Introduction: Build Your Own Internet Radio

This Instructable shows you how to build an internet radio (listen to jazz, house music, rock, salsa...) in less than 30 minutes without any technical knowledge nor soldering.

The radio uses a raspberry Pi as hardware, a ready to flash file to write a SDCard and a graphical interface to customize the radio itself.

Step 1: The Hardware

Get first a Raspberry Pi 2 from any vendor (see here). The Raspberry Pi is a low cost (less than 45$), credit-card sized computer. It is a capable little device that enables people of all ages to explore computing. It’s capable of doing everything you’d expect a desktop computer to do.

We use one to build our Internet Radio.

Step 2: Get the Software

Getting the software is easy and free from theThingbox.io web site: just a file to download from here (choose the PI2 version) and to write to a SDCard as explained here. Then insert the SDCard into the Pi, switch on the Pi and launch an internet browser from your PC (windows or Mac).

Alternatively, you can buy an already built Pi 2 here: http://TimeSquAir.io

Step 3: Access the Pi From Your Internet Browser

Enter the network address of the Pi into the address bar of your browser (see here for detailed instructions) and voila!

Step 4:

Here is the basic editor.

Now we can create the radio.

Step 5: Create the Radio


From the right menu, import the Lib "Sound Demo".

Step 6:

Look at all these bubbles! This is the flow, made with "nodes" and "wires" between them.

The flow is the way the radio works.

Step 7: Activate

Then clic on the "Activate" red button to send the flow to the Pi.

Step 8: Play Music

Don't forget to plug a device out of the audio jack output of the Pi.

Now if you clic on the top "Go" button, the flow goes out to the next node and so on until the blue node that plays Jazz.

"Shaaaa ba da, shaaa ba da"...

If you hate Jazz, you can hit the second "Go" button that stops the music. In this case you may use the Salsa node instead?

Step 9: Change to Salsa

Use the mouse to change the flow (you can learn mode detailed instructions from here): select and delete the wire that goes to the jazz node and add a new one that goes to the Salsa node.

Step 10:

Here is the final flow that plays Salsa. Try it with the "Go" button!

Step 11:

May be you don't want to use your PC to launch the music?

To make is as easy as possible, we will launch the music when the Pi is powered on, and the switch Off will (of course) stop the music.

To achieve, that, replace the first "Go" node with an "Inject":

Step 12:

Drag and drop a "inject" node from the left palette.

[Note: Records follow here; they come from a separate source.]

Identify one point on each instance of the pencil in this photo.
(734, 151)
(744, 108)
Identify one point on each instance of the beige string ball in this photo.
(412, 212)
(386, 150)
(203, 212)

Double clic on the newly created "inject" node on the worskpace and check the box "Fire once at start" so the flow will run when the Pi is powered on.

Step 13:

Here is the final flow:

Step 14:

Step 15: More Radios

Maybe you hate Jazz as well as salsa!

In this case, import the "Sound radios" library.

Step 16:

In these radios you may find the one you love and use it as a node in the previous flow.

If you still want another particular radio, you can edit a blue node:

Step 17:

Add the Internet adress and the name of the radio and use your new node!